I hope to get some answers here, and I hope to go home with some new ideas of how to continue getting healthier and stronger.

But what I didn’t tell the doctor is that one of the things that I truly hoped to gain from coming here has already happened – I’m here.

It’s as though just by coming here, I’ve accomplished something: I’ve faced some fears, and I’ve accepted the journey that I’m on. I never realized just how much that was worth until today.

See, for years, my family has been encouraging me to come here – to take care of myself in this way, and get checked out from top to bottom by a team of doctors who could really help me.

But I always resisted. I had a whole list of reasons as to why I didn’t want to, but the real reason was that I was living in denial.

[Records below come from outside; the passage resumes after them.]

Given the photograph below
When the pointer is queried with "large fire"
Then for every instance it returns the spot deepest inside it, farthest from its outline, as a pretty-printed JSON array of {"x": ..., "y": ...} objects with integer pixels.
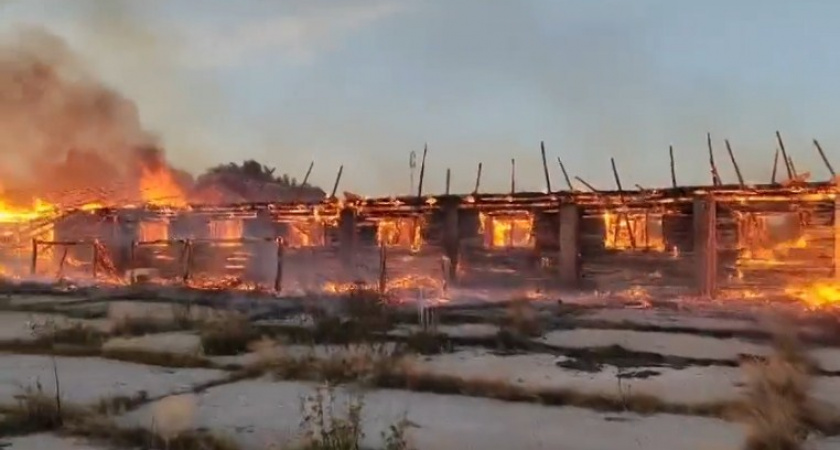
[
  {"x": 400, "y": 232},
  {"x": 818, "y": 294},
  {"x": 507, "y": 230},
  {"x": 158, "y": 187},
  {"x": 633, "y": 231},
  {"x": 305, "y": 233}
]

As silly as it might sound, I realize that I didn’t want to come here because that would be admitting that there is something significantly wrong with my body – wrong enough that I can’t deal with it like every other normal person around me. Only really sick people come to Mayo. If I would come here, it would mean, in my mind, that I was really sick.

As long as I didn’t come, I could pretend that I lived a fairly “normal” life. Whatever “normal” means.

For 12 years, I have wanted a normal life. I have hated my health problems, hated my weakness, and was angry with my body.

But in the last while, something has started to change in me. It’s hard to know exactly what.

I accept this body that I have. Instead of being angry with it, I want to take care of it. Somewhere along the way, as I’ve taken care of it, I’ve begun to accept it’s limitations.

I’ve been able to see the truth of my situation – things are not perfect, but they’re not that bad, either. I have so much to be thankful for. And when I focus on that, it is much easier to be positive, hopeful, and optimistic about the future.

I’ve begun to change in the way that I see myself – instead of seeing myself as weak and sickly, I’ve seen strength growing, and new healthy habits starting to make a difference.

Instead of seeing these last 12 years as “stolen time”, taking away from my quality of life, I’m seeing them as a time of growth and learning. The rest of my life will be better because of this experience.

I wouldn’t trade it or change it.

And that’s the first time that I’ve been able to say that.

I’m not bitter anymore. I know that I still have messed up thoughts and emotions buried down deep somewhere that I’ll have to deal with, but something’s changing.

I am on a journey, and I accept that. I can even enjoy it.

I’m here. I’ve already gained a lot.